Antim received mixed to positive reviews from critics. Taran Adarsh from Bollywood Hungama gave the film a rating of 3.5 out of 5 stars and described the film as "Power-packed". Ronak Kotecha of The Times of India gave the film 3 out of 5 rating by saying "With intense action and drama (a tad too much), ‘Antim: The Final Truth’ checks some of the boxes for mass entertainment. It also highlights the issue of land grabbing by mafia dons, who successfully manage to bend the law, as they are often hand-in-glove with the politicians. So, if you fancy over-the-top old-school Bollywood films that have an excess of just about everything then ‘Antim: The Final Truth’ may just be your kinda film." Gulf News gave the film 2.5 out of 5 rating and saying that "Director Mahesh Manjrekar as a drunk former small-time criminal is passable, but Khedekar’s (Sharma’s principled father) grief seems more genuine. Actress Mahima Makwana is effective in her part of a fierce woman some of the twists will remind you of an ‘80s Bollywood melodrama. All emotions and violence in this film are exaggerated and heightened, but this is not an unbearable movie. If you are willing to tolerate this film’s obvious need to be woke and loud, you may even enjoy the good vs evil drama." Komal Nahta of Film Information wrote, "Antim has entertainment value but it lacks novelty." Khaleej Times gave the film 3 out of 5 rating and wrote "Antim is a well-made film with a generous dose of superbly shot action sequences offset by some zany dialogues that will make you smile in the midst of all the doom and gloom. Its strength lies in the fact it is a typical Salman Khan film that ends up being more than just another Salman Khan movie as well."
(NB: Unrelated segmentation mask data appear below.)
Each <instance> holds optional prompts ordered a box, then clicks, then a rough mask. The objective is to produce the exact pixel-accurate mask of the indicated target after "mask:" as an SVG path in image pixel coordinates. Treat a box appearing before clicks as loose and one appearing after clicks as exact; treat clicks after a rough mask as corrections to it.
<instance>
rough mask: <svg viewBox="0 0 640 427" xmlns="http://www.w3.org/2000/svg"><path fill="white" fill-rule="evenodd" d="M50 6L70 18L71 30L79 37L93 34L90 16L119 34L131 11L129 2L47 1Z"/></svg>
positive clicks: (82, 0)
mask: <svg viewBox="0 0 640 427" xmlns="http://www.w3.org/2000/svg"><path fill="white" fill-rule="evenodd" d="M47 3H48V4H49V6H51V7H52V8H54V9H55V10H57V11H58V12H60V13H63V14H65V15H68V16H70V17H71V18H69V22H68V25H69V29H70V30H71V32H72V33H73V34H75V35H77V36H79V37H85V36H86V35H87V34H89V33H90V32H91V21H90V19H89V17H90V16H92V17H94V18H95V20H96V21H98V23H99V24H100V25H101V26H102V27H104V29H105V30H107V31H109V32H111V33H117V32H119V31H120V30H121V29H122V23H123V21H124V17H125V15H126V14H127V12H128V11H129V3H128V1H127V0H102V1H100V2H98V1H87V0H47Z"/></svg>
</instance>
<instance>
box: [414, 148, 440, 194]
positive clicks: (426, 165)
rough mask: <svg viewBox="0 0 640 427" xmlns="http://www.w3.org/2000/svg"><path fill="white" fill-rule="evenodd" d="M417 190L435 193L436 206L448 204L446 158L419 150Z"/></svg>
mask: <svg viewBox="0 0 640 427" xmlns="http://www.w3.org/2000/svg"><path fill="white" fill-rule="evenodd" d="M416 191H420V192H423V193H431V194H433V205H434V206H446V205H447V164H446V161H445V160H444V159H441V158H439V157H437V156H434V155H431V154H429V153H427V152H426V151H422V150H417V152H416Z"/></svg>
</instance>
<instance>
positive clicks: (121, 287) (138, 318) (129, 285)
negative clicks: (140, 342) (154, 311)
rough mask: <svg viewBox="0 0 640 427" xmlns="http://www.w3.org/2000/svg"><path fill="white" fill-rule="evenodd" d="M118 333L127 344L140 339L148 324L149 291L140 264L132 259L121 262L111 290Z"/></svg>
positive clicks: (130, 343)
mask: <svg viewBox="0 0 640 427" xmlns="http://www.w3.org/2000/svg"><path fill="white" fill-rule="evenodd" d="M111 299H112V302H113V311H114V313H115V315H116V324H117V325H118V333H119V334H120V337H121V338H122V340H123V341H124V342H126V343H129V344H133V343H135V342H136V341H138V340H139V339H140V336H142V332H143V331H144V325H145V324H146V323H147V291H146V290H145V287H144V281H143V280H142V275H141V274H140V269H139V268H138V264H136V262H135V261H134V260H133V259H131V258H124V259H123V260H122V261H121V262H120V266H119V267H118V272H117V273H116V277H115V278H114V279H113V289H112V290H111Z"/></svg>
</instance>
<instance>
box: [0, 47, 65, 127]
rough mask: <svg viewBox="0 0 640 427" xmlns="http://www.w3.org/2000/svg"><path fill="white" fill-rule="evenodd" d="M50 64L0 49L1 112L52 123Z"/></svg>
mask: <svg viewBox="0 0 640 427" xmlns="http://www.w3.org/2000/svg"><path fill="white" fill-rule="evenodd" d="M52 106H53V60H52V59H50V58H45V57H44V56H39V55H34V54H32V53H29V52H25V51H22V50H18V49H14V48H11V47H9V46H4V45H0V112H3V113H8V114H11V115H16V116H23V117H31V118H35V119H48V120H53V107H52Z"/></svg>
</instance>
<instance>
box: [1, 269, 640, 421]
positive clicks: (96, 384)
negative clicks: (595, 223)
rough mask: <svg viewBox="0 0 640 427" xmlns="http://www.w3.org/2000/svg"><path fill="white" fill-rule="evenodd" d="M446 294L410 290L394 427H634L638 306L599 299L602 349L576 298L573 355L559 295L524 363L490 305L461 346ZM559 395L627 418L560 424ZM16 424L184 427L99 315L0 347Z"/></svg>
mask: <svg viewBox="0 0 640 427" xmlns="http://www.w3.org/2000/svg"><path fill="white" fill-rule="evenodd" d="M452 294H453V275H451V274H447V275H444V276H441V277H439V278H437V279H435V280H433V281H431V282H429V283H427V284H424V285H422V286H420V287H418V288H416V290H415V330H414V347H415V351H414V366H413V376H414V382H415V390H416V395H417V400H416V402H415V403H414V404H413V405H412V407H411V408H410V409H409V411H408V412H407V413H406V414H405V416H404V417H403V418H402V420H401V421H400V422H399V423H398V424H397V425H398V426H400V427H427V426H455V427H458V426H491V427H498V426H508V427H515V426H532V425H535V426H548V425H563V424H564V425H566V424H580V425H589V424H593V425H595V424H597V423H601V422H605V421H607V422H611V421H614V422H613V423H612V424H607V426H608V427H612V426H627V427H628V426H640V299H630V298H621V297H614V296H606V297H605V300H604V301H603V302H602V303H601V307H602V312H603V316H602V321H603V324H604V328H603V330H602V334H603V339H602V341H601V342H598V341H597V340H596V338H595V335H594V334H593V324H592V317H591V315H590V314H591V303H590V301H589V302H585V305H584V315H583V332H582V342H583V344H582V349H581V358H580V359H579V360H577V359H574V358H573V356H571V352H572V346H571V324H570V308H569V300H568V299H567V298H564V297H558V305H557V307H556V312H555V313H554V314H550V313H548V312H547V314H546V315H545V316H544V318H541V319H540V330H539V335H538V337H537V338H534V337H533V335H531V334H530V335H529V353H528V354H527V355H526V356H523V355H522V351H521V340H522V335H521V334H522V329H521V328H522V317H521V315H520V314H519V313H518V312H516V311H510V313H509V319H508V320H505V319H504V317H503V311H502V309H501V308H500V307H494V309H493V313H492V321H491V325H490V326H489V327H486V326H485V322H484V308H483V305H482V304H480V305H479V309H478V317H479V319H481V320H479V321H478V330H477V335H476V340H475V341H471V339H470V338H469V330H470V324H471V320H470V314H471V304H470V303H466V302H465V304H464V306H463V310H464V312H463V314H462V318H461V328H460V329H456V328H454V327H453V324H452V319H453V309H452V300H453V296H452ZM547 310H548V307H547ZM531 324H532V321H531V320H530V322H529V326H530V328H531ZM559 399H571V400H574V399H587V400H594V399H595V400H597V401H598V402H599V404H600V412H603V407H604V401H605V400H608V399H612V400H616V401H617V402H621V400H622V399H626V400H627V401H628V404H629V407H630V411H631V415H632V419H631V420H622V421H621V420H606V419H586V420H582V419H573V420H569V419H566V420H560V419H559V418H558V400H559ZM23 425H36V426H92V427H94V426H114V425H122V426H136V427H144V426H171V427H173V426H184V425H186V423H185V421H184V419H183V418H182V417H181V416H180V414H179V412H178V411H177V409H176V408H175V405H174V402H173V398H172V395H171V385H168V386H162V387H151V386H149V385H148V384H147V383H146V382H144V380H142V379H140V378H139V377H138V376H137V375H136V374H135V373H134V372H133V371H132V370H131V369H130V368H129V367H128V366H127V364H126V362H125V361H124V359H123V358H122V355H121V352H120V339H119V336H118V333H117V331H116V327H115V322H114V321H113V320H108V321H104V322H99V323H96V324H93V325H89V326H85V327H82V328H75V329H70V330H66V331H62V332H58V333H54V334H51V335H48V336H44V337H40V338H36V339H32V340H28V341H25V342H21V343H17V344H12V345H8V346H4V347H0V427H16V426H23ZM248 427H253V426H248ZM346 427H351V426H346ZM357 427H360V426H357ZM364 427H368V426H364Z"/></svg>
India Today gave the film 3 out of 5 rating and saying that "Antim is a small step in the right direction for Salman Khan and a big step for Aayush Sharma whose path of self-discovery as an actor seems to have begun with this film. Overall Antim has enough ammunition to deliver what it set out to promise - an action blockbuster with a massive emotional connect."

=== Box office ===
Antim: The Final Truth earned ₹5.03 crore at the box office on its opening day, and had a total domestic opening weekend collection of ₹18.61 crore. It went on to earn a worldwide gross of ₹59.11 crore.